At the end of his term, Lincoln did not return home at once but went on the campaign trail, campaigning for Zachary Taylor. He even confessed—blasphemy in his eyes—that Henry Clay would have had no hope as the Whig candidate. He went to the Whig National Convention in Philadelphia, though he was not a delegate, and he worked at Whig national headquarters. It was obvious to some that he hoped for an appointment out of all this—he had sniffed glory, had not possessed it, but did not yet wish to leave the field. He hoped to have an Illinois ally, a relative of Mary’s, appointed commissioner of the General Land Office, but when he was told that his friend had proved unappointable, he tried for the post himself. This fact did not much improve his relationship with the Edwardses back in Springfield. Yet, Zachary Taylor having been elected president, he was generally disappointed that “not one recommended by me has yet been appointed to anything, little or big, except a few who had no opposition.” In the late spring of 1849, Mary herself took up Lincoln’s cause by writing to President Taylor, signing her letters in his name. But Lincoln lost the contest, and was offered instead the secretaryship and ultimately the governorship of Oregon Territory. As one friend said, “Mary would not consent to go out there.” Lincoln was not enthusiastic either. Should the Lincolns make the trip by sea, the most feasible way, Eddie’s health might well be further imperiled by the journey: Two children of the incumbent governor had died on the journey around Cape Horn.

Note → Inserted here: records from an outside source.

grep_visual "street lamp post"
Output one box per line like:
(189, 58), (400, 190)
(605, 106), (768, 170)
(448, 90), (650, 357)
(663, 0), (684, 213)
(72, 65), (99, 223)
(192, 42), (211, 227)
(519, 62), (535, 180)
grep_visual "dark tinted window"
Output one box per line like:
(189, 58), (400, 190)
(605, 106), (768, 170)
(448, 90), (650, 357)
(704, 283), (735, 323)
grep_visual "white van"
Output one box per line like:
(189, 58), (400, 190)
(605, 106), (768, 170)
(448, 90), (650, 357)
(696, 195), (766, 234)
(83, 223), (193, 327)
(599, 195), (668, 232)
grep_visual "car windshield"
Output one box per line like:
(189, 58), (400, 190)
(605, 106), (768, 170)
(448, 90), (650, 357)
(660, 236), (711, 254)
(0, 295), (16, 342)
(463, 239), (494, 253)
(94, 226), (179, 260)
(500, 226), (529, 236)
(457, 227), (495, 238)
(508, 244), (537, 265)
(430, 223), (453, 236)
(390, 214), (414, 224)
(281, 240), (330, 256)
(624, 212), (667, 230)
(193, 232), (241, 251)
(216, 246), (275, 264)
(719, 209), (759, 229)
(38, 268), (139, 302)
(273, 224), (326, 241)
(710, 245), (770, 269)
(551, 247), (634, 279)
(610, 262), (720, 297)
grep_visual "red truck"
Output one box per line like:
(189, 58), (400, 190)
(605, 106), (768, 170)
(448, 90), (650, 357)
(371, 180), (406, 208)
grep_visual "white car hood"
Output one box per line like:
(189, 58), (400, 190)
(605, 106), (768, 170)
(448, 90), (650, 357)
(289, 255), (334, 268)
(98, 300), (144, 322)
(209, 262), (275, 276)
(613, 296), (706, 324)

The Whig nominee to succeed Lincoln in the seat in Congress, Stephen Logan, Mary’s cousin, would be defeated by the Democrats. Some blamed the defeat not on Logan’s personal unpopularity but on Lincoln’s passionate opposition to the successfully concluded war against Mexico.
Returning to Springfield, Lincoln told Billy Herndon that he was “politically dead.” Without politics he had time for family and reading. “I am reading books again, The Iliad and Odyssey. You ought to read it. He has a grip and knows how to tell a story.”